Post Tue, May 07 2024, 12:37 pm
I personally feel like tuition should be paid using your income, assuming you bring in a regular income. Not savings.

In 5 years you'd drain your savings, and then what? Back at square one, plus you'll need tzedakah for weddings and have to beg when you're too old to work.

If this is a temporary shortfall, then yes, you dip into savings and pay it back slowly. But I don't see how it makes sense to liquidate for a regular expense.

If your savings are unusually large, then it also makes sense to allocate a portion for tuition - you were saving for your children's sakes, no? But otherwise, I don't think OP should be using her savings to pay her current tuition bill.
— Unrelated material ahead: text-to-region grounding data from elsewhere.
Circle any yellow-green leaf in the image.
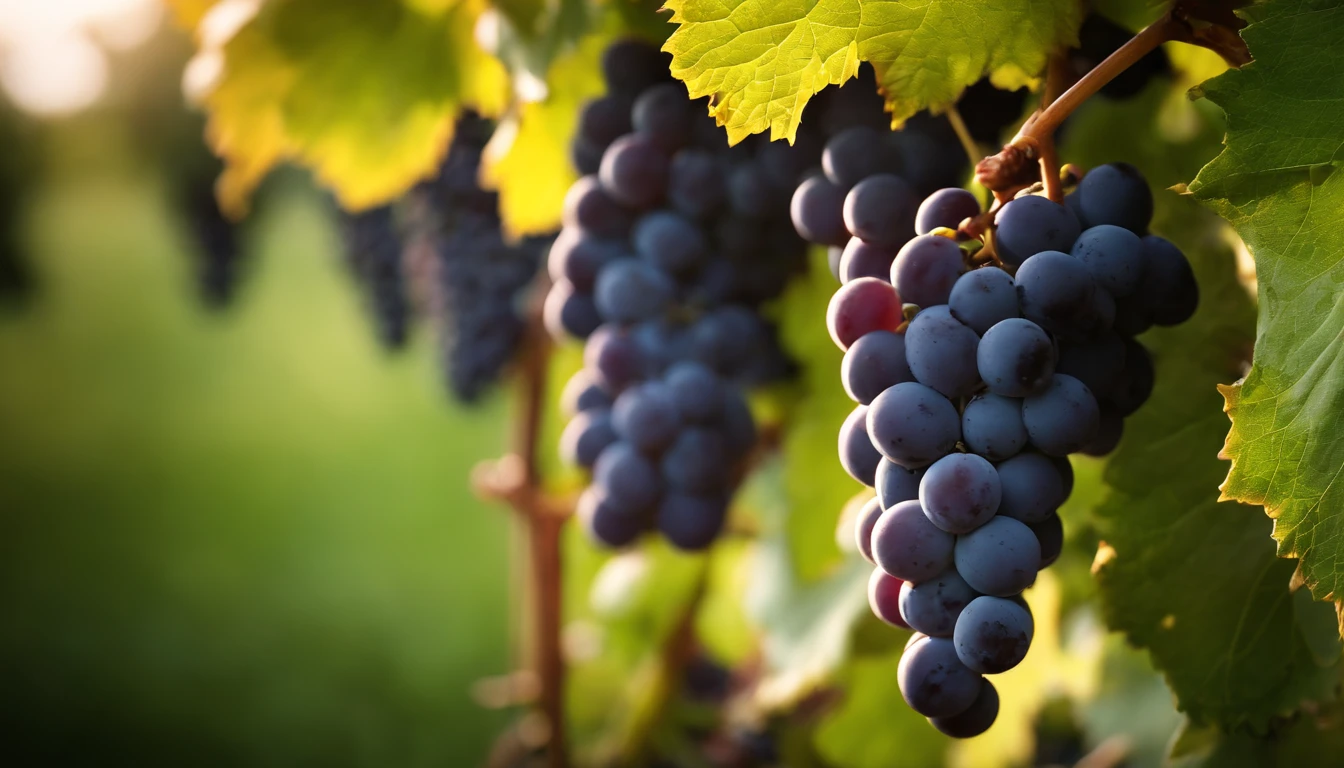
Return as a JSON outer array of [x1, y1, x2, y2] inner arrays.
[[1187, 0, 1344, 633], [201, 0, 508, 217], [663, 0, 1082, 144]]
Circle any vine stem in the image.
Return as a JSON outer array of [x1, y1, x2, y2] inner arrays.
[[943, 105, 982, 170], [475, 278, 571, 768], [1011, 12, 1180, 153]]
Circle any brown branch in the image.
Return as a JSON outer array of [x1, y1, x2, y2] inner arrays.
[[481, 276, 572, 768]]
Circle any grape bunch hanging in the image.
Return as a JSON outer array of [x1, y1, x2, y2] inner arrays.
[[546, 39, 820, 551], [796, 159, 1197, 737]]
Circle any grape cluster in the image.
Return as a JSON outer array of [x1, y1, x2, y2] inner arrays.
[[339, 205, 411, 349], [823, 163, 1197, 737], [549, 39, 814, 551]]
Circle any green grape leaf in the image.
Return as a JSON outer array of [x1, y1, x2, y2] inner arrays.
[[812, 652, 947, 768], [738, 457, 870, 708], [198, 0, 508, 217], [1187, 0, 1344, 634], [662, 0, 1081, 144], [1053, 61, 1342, 732]]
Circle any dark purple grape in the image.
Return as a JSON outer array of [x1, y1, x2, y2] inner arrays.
[[599, 134, 669, 209], [561, 369, 613, 416], [661, 427, 729, 493], [948, 266, 1017, 335], [632, 211, 707, 273], [1055, 331, 1125, 403], [953, 596, 1033, 673], [995, 452, 1065, 524], [1074, 162, 1152, 233], [1021, 374, 1100, 456], [663, 361, 724, 423], [791, 175, 850, 246], [594, 258, 674, 323], [657, 493, 728, 551], [891, 234, 964, 307], [905, 306, 981, 399], [876, 459, 924, 510], [839, 404, 883, 486], [839, 237, 897, 283], [1139, 235, 1198, 326], [1071, 224, 1143, 297], [916, 188, 981, 235], [897, 636, 982, 718], [1014, 250, 1099, 335], [563, 175, 634, 238], [867, 382, 961, 468], [547, 228, 623, 292], [919, 454, 1001, 534], [561, 408, 619, 468], [584, 325, 646, 392], [601, 39, 671, 96], [667, 148, 726, 221], [632, 83, 695, 152], [578, 487, 646, 547], [977, 318, 1056, 397], [577, 95, 633, 148], [823, 126, 900, 189], [929, 678, 998, 738], [961, 393, 1027, 461], [993, 195, 1081, 267], [593, 442, 662, 512], [899, 568, 978, 637], [841, 330, 914, 404], [544, 280, 603, 339], [843, 174, 917, 248], [612, 381, 682, 454], [1030, 513, 1063, 568], [720, 388, 757, 457], [1108, 337, 1154, 416], [872, 499, 956, 583], [1080, 408, 1124, 457], [954, 517, 1041, 596], [728, 163, 781, 219], [856, 496, 884, 562]]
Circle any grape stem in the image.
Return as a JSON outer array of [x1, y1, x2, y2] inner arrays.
[[1036, 54, 1072, 204], [474, 281, 572, 768], [943, 105, 982, 170]]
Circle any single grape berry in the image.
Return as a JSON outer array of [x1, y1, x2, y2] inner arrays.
[[855, 496, 884, 563], [548, 228, 623, 292], [561, 369, 612, 416], [584, 326, 647, 392], [1030, 513, 1064, 568], [657, 493, 728, 551], [791, 175, 850, 246], [841, 330, 915, 404], [891, 235, 965, 308], [667, 148, 726, 221], [977, 318, 1056, 398], [1139, 235, 1199, 326], [867, 382, 961, 468], [1074, 162, 1152, 233], [993, 195, 1081, 267], [995, 452, 1066, 524], [961, 393, 1028, 461], [663, 361, 724, 424], [954, 516, 1041, 596], [919, 453, 1002, 534], [953, 596, 1034, 673], [577, 487, 646, 548], [593, 442, 662, 512], [876, 459, 925, 511], [1021, 374, 1101, 456], [871, 499, 956, 583], [631, 83, 695, 152], [869, 568, 910, 628], [632, 211, 707, 274], [1071, 224, 1143, 297], [839, 237, 897, 283], [916, 188, 981, 236], [563, 175, 634, 239], [544, 280, 603, 339], [1014, 250, 1100, 336], [948, 266, 1017, 335], [823, 126, 899, 190], [899, 568, 979, 637], [839, 404, 883, 486], [826, 277, 902, 350], [594, 258, 674, 323], [843, 174, 917, 248], [598, 134, 669, 209], [560, 408, 619, 468], [929, 678, 999, 738], [905, 306, 981, 399], [661, 428, 728, 493], [897, 636, 983, 718]]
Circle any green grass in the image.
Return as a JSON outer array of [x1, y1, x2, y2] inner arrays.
[[0, 167, 514, 766]]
Savings are what keeps a family out of the devastating poverty cycle. I don't see how it's to anyone's benefit for families to be told to drain their savings (presumably much of which were put together before tuition expenses, and probably with difficulty). Now when paying high tuition OP's chances of saving are close to nil, her only chance was what she managed to put together before, and you want to take that away from her too?

There should be some burden on the schools or community to make tuition an affordable expense for the clientele they are serving. Mikvah fees are not in the thousands, not because the mikvah was cheap to build or maintain or because they like fundraising, but because they understand that the people using it need to be able to afford it.

(Personally I do not have any savings, do not own a home, and pay much more than we can afford to tuition, making many sacrifices for it.)